The panel on the left plots all 36 simulated responses (black dots) as a function of category. The grey dashed bars are the expected mean response according to the true model parameters for this simulation; and the blue lines are the posterior mean response strengths \(\phi\) estimated by the model. On the right, we have the latent belief distribution that generated the data (grey) and the estimated belief distribution at the posterior mean values of \(\mu\) and \(\sigma\). Despite the noise in the data, the model does okay.

Two more simulations:

These simulations are at the slightly pessimistic end (i.e., I’m assuming people’s response are very noisy), but that’s intentional.
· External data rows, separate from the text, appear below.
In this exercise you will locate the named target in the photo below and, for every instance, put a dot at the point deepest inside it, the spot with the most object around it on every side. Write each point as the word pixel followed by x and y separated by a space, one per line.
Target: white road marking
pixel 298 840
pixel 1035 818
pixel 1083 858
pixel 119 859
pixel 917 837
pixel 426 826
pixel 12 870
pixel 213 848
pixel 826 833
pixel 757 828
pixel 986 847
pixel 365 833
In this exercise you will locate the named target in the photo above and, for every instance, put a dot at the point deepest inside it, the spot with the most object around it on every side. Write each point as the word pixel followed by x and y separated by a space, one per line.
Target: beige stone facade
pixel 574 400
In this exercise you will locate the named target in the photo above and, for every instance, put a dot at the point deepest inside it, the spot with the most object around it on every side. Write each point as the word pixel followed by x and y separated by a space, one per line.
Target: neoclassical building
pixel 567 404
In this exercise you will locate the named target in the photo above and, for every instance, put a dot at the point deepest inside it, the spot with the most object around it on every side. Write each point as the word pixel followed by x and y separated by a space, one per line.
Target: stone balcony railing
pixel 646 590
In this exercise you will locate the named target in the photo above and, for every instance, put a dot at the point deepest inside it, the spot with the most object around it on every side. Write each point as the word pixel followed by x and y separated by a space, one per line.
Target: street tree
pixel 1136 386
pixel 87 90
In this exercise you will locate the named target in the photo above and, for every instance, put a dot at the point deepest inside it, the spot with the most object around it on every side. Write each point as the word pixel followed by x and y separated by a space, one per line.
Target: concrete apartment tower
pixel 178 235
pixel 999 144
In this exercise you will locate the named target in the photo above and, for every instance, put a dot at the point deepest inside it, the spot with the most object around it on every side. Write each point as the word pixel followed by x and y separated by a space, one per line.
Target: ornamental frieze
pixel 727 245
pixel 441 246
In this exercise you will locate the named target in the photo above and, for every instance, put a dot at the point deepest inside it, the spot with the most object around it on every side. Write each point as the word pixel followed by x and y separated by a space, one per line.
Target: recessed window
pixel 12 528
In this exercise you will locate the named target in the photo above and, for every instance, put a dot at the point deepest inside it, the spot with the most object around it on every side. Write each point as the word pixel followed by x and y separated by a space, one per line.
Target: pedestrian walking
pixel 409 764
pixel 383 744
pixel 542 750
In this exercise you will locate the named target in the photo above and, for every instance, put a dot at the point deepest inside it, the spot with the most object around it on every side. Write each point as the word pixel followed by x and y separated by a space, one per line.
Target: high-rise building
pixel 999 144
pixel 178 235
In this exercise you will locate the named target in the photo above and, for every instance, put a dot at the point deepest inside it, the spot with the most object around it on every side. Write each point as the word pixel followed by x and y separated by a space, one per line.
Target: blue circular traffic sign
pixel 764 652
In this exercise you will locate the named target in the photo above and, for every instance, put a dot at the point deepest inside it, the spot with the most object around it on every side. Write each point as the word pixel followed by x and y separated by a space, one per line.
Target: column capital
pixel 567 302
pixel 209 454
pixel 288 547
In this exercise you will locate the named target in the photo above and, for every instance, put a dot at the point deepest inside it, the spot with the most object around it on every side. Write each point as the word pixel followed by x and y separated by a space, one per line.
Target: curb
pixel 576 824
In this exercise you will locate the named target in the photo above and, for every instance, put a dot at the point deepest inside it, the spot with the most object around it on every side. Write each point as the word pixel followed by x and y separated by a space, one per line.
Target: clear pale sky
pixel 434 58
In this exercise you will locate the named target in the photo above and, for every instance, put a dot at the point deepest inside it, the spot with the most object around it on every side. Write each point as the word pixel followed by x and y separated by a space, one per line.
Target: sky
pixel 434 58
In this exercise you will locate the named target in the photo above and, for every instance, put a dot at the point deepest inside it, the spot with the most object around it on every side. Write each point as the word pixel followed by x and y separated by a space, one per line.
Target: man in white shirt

I wanted to see if the model is capable of handling the data if people’s judgments are very noisy, and apart from some modest mis-fitting, it seems to do okay. If we halve the amount of response noise, it does much better:

## Step 9: Celebrate!

This has been a long post, and there’s a long way to go before I feel comfortable in Stan. But I feel like I’ve learned enough to start using it, and I’m pretty sure that I’ll be able to work out what to do for the more complicated real problem that my colleague wants to study!

Yay! 🎈

Tomorrow’s post: something simpler please!